Join: joining datasets¶
The “join” recipe is dedicated to joins between two or more datasets. DSS handles inner joins, left outer joins and full outer joins.
Building a simple join¶
Adding join is a process involving several configuration steps. In the “Join” section of the recipe (in the left pane):
use the “Add input” button to add one join.
select the 2 datasets involved in the join.
select the join type, between “Inner”, “Outer” and “Left”
fill in the join conditions. Conditions can be added with the “+” button, and removed with the “Remove” button (after selecting one)
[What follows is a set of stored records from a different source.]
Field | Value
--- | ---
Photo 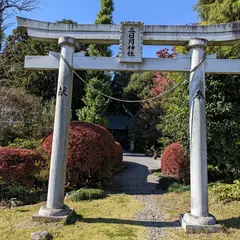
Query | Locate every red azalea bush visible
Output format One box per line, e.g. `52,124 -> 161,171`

41,121 -> 122,188
0,148 -> 42,186
161,142 -> 190,184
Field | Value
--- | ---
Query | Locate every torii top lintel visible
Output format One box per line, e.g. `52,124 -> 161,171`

17,17 -> 240,46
Once the join definition is ready, go to the “Selected columns” section of the recipe and select the columns of each dataset whose values you want to get.
Finally, review the execution specs in the “Output” section, for example the generated SQL query and execution plan.
Columns in the output¶
Since datasets routinely have columns with identical names, it is possible to disambiguate column names in the “Selected columns” section, either by giving an alias for a given column (using the “pencil” button next to the given column), or by assigning a prefix to apply to all columns of the table (by clicking on the “No prefix” button).
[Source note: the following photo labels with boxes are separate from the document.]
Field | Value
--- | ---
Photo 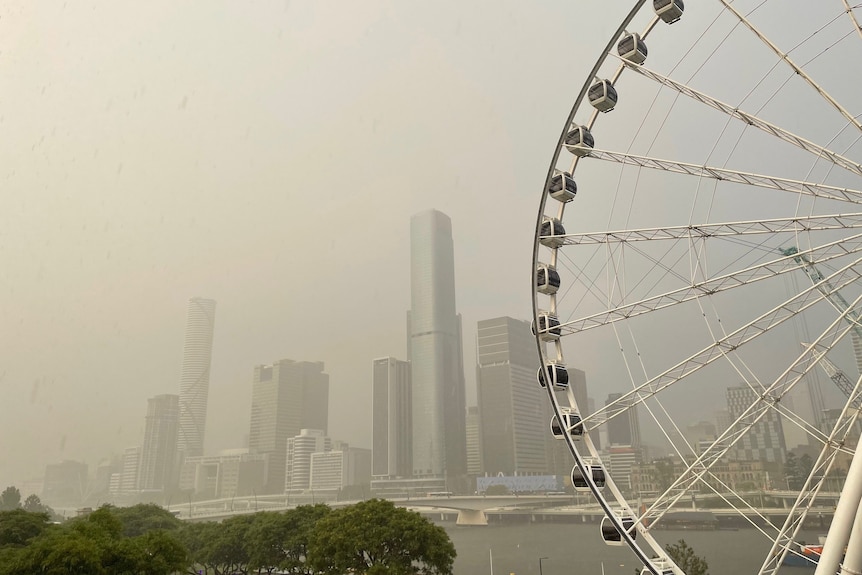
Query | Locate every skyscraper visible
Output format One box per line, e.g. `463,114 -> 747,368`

139,394 -> 180,490
248,359 -> 329,493
605,393 -> 641,450
476,317 -> 550,475
726,386 -> 786,464
177,297 -> 216,457
371,357 -> 413,479
408,210 -> 467,488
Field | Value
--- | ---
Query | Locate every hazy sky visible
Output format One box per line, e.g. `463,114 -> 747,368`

0,1 -> 620,485
0,0 -> 862,487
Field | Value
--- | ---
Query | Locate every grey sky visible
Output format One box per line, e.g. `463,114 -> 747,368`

6,0 -> 860,496
0,1 -> 614,485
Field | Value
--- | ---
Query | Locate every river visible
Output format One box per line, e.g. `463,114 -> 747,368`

441,522 -> 818,575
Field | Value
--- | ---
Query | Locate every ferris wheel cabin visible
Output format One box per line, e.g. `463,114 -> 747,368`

536,264 -> 560,295
641,557 -> 674,575
548,172 -> 578,203
572,463 -> 605,493
565,126 -> 596,157
536,363 -> 569,390
551,407 -> 584,439
539,218 -> 566,248
652,0 -> 685,24
599,515 -> 638,545
588,80 -> 618,112
617,32 -> 647,64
Additional columns can be created by computations in the “Computed columns” section. There, the name for the column is explicitly specified, alongside the expression defining the column.
Engines¶
Depending on the input dataset types, DSS will adjust the engine it uses to execute the recipe, and choose between Hive, Impala, SparkSQL, plain SQL, and internal DSS. The available engines can be seen and selected by clicking on the cog below the “Run” button.
Database-specific notes¶
Vertica¶
Due to the way Vertica handles the lowercasing and string normalization operations, if you want to use the Join recipe with these options enabled, each join column must be below 8192 chars. You can set the width of string columns in the schema of the input datasets.
If you use lowercasing only, the width must be below 32K.